Just happened to be working on this cinnamon tail one tonight to go to the tannery. You need to skin it, flesh it, and then put it on a stretcher to dry. You're going to have a hard time doing a home tan that will hold up right for a garment. I would send it to a tannery. I use sleepy creek tannery. I send my stuff to wild things fur to get sewed once tanned. There are a bunch of YouTube videos though if you want to try and sew it yourself. Hope this helps.


----------



## Permitchaser (Feb 26, 2017)

Shot a coyote yesterday but did not skin it. Shot the female but I want the big brown male that was with her and we've seen him on trail cameras. May make a rug out of it


----------



## Permitchaser (Mar 7, 2017)

JonathonJEB said:


> coon creek outdoors on Youtube has some good videos on fur handeling. You have to skin, flesh, and board it to dry it. Then you can send it to a tannery to have it tanned. Finally you can make you a hat.



Thanks for recommending coon creek.
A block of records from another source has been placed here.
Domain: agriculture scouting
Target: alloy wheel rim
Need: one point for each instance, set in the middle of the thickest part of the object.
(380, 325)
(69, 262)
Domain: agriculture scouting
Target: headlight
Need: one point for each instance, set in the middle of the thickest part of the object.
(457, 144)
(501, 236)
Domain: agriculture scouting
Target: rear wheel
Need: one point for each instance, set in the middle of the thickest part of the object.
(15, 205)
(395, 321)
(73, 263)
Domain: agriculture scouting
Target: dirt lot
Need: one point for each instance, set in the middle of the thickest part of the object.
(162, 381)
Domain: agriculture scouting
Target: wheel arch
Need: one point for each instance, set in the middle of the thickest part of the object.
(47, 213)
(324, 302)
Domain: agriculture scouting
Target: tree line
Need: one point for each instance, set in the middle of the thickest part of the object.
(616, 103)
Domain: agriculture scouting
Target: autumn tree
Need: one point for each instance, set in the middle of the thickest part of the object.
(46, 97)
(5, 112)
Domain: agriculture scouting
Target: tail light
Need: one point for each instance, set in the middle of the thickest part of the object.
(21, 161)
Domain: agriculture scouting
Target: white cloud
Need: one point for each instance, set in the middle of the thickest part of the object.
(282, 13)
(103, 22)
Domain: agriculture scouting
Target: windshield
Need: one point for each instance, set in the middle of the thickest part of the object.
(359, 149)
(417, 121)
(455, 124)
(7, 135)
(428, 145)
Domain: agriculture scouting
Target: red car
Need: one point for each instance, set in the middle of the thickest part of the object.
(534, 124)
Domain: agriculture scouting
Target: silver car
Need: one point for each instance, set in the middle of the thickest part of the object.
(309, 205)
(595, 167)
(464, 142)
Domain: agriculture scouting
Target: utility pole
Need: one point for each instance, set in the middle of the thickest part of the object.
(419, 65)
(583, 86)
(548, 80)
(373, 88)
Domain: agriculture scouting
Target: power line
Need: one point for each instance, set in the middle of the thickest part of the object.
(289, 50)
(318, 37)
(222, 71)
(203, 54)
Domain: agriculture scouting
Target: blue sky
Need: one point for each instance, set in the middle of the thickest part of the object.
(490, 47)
I contacted them and asked what I should do and they said just pull the trigger and send it. I guess I'll have to skin it first. Then I don't know what to do to preserve it other than salt it


----------



## Capt Quirk (Mar 7, 2017)

My question, what do you do with the head and tail? Most coonskin caps just have the tail, but how do you deal with them?


----------



## Permitchaser (Mar 16, 2017)

If I shoot a coyote will I have to skin it to send it in for tanning. I guess that means head and ears need to be done. Will I need to salt it and stretch it and will the fur stay on?


----------



## Nicodemus (Mar 17, 2017)

If you will flesh it good and remove all meat and fat, you won`t have to salt it. Once fleshed clean, put it on a hide stretcher or tack it to the side of the barn to dry.

I never salt any hide of any kind.


----------



## Capt Quirk (Mar 17, 2017)

Hey Nic, have you ever done a hide with tail, feet, and head on? I would like to know how it is done. My one attempt (Remember the Skunk?), it didn't turn out well at all.


----------



## Nicodemus (Mar 17, 2017)

You have to take extra care as you skin around the eyes, ears, toes, and lips. Work the cartilage out of the ears, and use a split stick to remove the tail bone. I could show you better than try to explain it.


----------



## Capt Quirk (Mar 17, 2017)

Nicodemus said:


> You have to take extra care as you skin around the eyes, ears, toes, and lips. Work the cartilage out of the ears, and use a split stick to remove the tail bone. I could show you better than try to explain it.


You might have to show me, that stick didn't work  And what about teeth in?


----------



## Nicodemus (Mar 18, 2017)

Capt Quirk said:


> You might have to show me, that stick didn't work  And what about teeth in?





You`d have to pull them from the jaws. Not sure how you would go about getting them back in a tanned fur?


----------